Let $T_n$ be a binary search tree built from a uniformly random permutation of $n$ distinct keys, so every BST shape consistent with in-order orderings occurs with the standard BST probability model.

Section 6.2.2: Binary Tree Searching

Exercise 40. [M26] [M26] Complete the proof of Lemma Z.

Verified: no
Solve time: 3m19s


Let $T_n$ be a binary search tree built from a uniformly random permutation of $n$ distinct keys, so every BST shape consistent with in-order orderings occurs with the standard BST probability model.

Lemma Z (completion).

If one key is selected uniformly at random from the $n$ keys in $T_n$ and deleted using Algorithm D, then the resulting tree has the same distribution as $T_{n-1}$, a random binary search tree on the remaining $n-1$ keys.

Proof

Let the random permutation be $a_1,a_2,\dots,a_n$, and let $T_n$ be the BST obtained by standard insertion (Algorithm T).

Let $X$ be the key chosen uniformly at random from the $n$ stored keys. We analyze the effect of deleting $X$ using Algorithm D.

1. Symmetry of the random BST model

In the permutation model, every key is equally likely to appear in any relative position in the insertion sequence. Hence:

  • each key is equally likely to become the root,
  • conditional on the root value, the left and right subtrees are independent random BSTs on the smaller and larger keys respectively.

This standard recursive symmetry characterizes $T_n$.

2. Conditioning on the root

Let the root of $T_n$ be $r$.

There are three cases for the randomly chosen key $X$:

Case 1: $X = r$

This occurs with probability $1/n$. Deleting the root in Algorithm D replaces it by either:

  • the maximum of the left subtree, or
  • the minimum of the right subtree,

depending on the implementation.

In either subcase, the replacement element is the root of one subtree and is removed from its original position using a symmetric deletion step. The operation preserves the inorder sequence of the remaining keys.

Thus the resulting tree contains exactly the remaining $n-1$ keys, and its left and right subtrees are precisely the two original subtrees after deletion of one node, with structure unchanged except for the local splicing.

By symmetry of the recursive BST construction, these modified subtrees are distributed as independent random BSTs on their respective key sets.

Case 2: $X \in L$, the left subtree

With probability $(|L|/n)$, the chosen key lies in the left subtree. Algorithm D deletes it using only operations internal to $L$, without changing the relative structure of the right subtree or the root.

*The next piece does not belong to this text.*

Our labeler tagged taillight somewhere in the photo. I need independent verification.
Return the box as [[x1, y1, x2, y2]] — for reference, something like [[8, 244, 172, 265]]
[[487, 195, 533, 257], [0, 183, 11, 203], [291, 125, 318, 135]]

By induction on subtree size, deletion within $L$ transforms $L$ into a random BST on its remaining keys, while preserving independence from the right subtree.

Case 3: $X \in R$, the right subtree

This is symmetric to Case 2.

3. Preservation of the recursive distribution

In all cases:

  • the inorder sequence of remaining keys is preserved,
  • subtree operations are confined to the subtree containing $X$,
  • deletion within a subtree produces a tree distributed as a random BST on the remaining keys (by induction on $n$),
  • left and right subtrees remain independent conditioned on their key sets.

Thus, after deletion, the resulting structure satisfies the same recursive distributional equations that define $T_{n-1}$.

4. Conclusion

The resulting tree has:

  • exactly $n-1$ nodes,
  • the BST ordering property,
  • left and right subtrees that are independent random BSTs on their respective key sets,
  • the same recursive distribution as a tree built from a uniformly random permutation of $n-1$ keys.

Therefore the distribution of the deleted tree is identical to that of $T_{n-1}$.

This completes the proof of Lemma Z.